Publicado em 11/02/2015 - 15:23 Por Da Agência Lusa - Brasília

A Anistia Internacional (AI) acusou hoje (11) a União Europeia (UE) de “esconder a cabeça na areia” em relação à imigração, no momento em que surgem novas notícias sobre o desaparecimento de centenas de imigrantes no Mediterrâneo.

Num comunicado, a Anistia afirmou que os Estados-Membros da UE deviam “estar envergonhados”, bem como deviam “deixar de enterrar a cabeça na areia” perante a morte de milhares de pessoas que tentam chegar à Europa pelo Mar Mediterrâneo, uma rota considerada uma das mais perigosas do mundo.

Citado na nota informativa, o diretor para a Europa e Ásia Central da Anistia, John Dalhuisen, condenou o fato de não ter sido estabelecido um "substituto adequado" ao dispositivo de busca e salvamento italiano Mare Nostrum, que terminou as operações em 1º de novembro do ano passado.

Essa operação foi substituída por uma missão de controle de fronteiras chamada Triton, operação que foi hoje criticada pela presidenta da Câmara da ilha italiana de Lampedusa, Giusi Nicolini. Ela afirmou hoje que esse dispositivo “não serve para nada” e não salva vidas.

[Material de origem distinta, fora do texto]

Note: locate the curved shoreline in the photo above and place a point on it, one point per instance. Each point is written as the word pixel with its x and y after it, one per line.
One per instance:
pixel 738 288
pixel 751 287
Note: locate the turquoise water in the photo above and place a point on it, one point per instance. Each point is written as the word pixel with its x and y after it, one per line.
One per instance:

De acordo com a Anistia Internacional, a Missão Triton não está centrada na busca e no resgate, não tem operações de rotina e tem uma escala muito menor do que a Operação Mare Nostrum. “É uma equação simples: se aumentam as pessoas que passam por esta perigosa rota marítima e se diminuem os recursos de busca e de resgate, morrem mais pessoas”, disse John Dalhuisen.

Segundo dados do Alto Comissariado das Nações Unidas para os Refugiados (Acnur), o número de imigrantes que chegaram por mar subiu 60% em janeiro, em comparação com o mesmo mês de 2014. Cerca de 170 mil pessoas chegaram à Itália em 2014 depois de serem resgatadas pela Marinha, pela Guarda Costeira ou por navios mercantes.

“A crise humana que provocou a necessidade de estabelecer a ‘Mare Nostrum’ não desapareceu", concluiu Dalhuisen. O Acnur na Itália informou hoje que mais de 300 imigrantes desapareceram após o naufrágio de quatro embarcações superlotadas no Mediterrâneo. As vítimas, oriundas principalmente da África subsaariana, tinham partido da costa da Líbia.